By: Yelin Gemma Lee, News Writer
Content warning: contains depictions of violence and abuse.
On February 2, Dr. Vaibhav Saria, assistant professor at SFU’s department of gender, sexuality, and women’s studies presented “Care and Crisis in India.” Saria’s lecture focused on the simultaneous celebration and violence that doctors, nurses, and healthcare providers face while working through the COVID-19 pandemic in India. The lecture was largely informed by Saria’s fieldwork on the tuberculosis crisis in India, where they spent seven year studying with a multidisciplinary team.
Saria listed the many forms of violence inflicted upon healthcare workers in India. Many healthcare providers were evicted from their homes due to landlords’ fears that they were infectious carriers. The Indian Medical Association reported over 1,700 doctors who died of COVID-19, and there were many reports of patients and their families attacking practitioners.
“Providers had already started sounding the alarm for the last 10 years, at least in published medical journals, regarding patients, families, and kin attacking them and which was adversely affecting the delivery of care,” said Saria. “Providers had gone on strike across cities, before COVID-19 as well, to ask for interventions to prevent such incidents. Apart from widely covered reports of lynching and grievous injury, doctors reported receiving threats on phone calls, intimidation, and verbal abuse.”
Saria explained there is a common historical precedence of violence throughout outbreaks such as the 1897 plague epidemic in India, but added examples of non-violent narratives are found historically too.

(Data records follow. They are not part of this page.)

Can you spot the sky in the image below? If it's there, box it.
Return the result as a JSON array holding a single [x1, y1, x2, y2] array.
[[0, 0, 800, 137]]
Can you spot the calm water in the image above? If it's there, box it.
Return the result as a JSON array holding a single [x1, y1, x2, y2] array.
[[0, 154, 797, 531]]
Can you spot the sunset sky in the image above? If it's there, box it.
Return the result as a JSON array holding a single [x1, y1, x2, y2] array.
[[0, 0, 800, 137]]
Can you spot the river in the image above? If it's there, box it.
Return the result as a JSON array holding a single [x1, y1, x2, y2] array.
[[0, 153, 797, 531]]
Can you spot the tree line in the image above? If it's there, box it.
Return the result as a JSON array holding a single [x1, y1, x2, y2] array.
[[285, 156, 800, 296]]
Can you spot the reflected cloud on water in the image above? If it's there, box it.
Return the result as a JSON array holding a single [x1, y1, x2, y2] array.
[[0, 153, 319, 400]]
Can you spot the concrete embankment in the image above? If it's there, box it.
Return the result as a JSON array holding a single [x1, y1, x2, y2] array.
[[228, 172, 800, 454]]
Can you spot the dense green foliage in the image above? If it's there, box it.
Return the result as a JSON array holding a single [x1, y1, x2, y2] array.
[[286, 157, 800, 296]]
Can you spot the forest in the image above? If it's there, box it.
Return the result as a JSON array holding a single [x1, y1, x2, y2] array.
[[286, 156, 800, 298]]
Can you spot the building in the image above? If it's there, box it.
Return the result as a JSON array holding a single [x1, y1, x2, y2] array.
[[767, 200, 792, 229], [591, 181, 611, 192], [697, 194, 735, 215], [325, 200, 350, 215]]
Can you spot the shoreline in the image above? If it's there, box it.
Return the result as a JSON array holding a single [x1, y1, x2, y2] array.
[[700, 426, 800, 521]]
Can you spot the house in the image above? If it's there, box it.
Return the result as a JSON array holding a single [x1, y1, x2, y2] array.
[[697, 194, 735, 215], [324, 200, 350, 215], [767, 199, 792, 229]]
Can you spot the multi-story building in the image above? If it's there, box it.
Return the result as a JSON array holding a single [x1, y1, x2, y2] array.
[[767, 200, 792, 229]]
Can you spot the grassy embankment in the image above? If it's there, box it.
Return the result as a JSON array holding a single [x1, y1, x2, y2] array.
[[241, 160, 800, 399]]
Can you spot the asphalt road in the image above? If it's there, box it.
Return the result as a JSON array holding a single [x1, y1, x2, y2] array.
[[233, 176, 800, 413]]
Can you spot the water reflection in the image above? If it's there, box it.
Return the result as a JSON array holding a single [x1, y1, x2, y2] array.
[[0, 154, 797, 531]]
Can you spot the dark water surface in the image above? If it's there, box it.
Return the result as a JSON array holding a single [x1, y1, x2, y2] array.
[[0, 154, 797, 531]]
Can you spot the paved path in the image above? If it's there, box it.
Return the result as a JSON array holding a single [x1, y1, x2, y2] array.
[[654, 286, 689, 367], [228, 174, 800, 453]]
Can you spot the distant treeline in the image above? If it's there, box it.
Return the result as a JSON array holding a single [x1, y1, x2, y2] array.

“Historians comparing epidemics and outbreaks across time, place, and diseases have pointed out that not all epidemics resulted in violence. The influenza epidemic of 1918 brought communities together, encouraging charities, and prompting tolerance across class and race,” said Saria.
They said the similarities between the 1897 plague epidemic and COVID-19 pandemic in India are due to negligence of the social aspect of crises. Through Saria’s work studying the tuberculosis crisis in India, they discovered there were many social tensions and complexities around healthcare in India due to constraints of time and resources.
“The constraints under which health is negotiated, the sheer demand that outstrips the supply, renders mistrust a constant presence in the clinic,” said Saria. They believe this outcome, due to a lack of resources, creates an image of “uncaring, disinterested, and corrupt” healthcare providers.
Saria explained the violence towards practitioners during COVID-19 also stems from historical tension still present today between Western colonial biomedicine and Indigenous ayurvedic medicine. Ayurvedic medicine is a “traditional system of medicine” in India and involves the use of herbal remedies and yoga, among other techniques, to heal. Biomedicine, on the other hand, stems from Western medicine and incorporates “research in biology” in its application.
Saria observed that doctors trained in Western biomedicine would use ayurvedic medicine to criticize the “over-medicalization” of health.
“Providers trained in biomedicine would often get irritated by patients asking for medicines and quick symptomatic relief by [snapping] at the patients that they should eat well, do yoga, and would also prescribe ayurvedic supplements, claiming they were better than biomedicine.”
They said due to the constraints of time with each patient, providers would be forced to provide various prescriptions for symptoms based on their medical judgement. This would lead to more accusations that health practitioners were over-prescribing because of financial incentives from pharmaceutical companies.
Saria noted the government’s role in solving these issues. “There is a larger ethical question here of funding health to resolve the structural issues that had resulted in the situation. Issues [include] one of the lowest rates of government spending, expensive private medical school education, lack of professors to fill medical school, posts not being filled in hospitals, shortage of post-graduate training, salaries not paid on time.”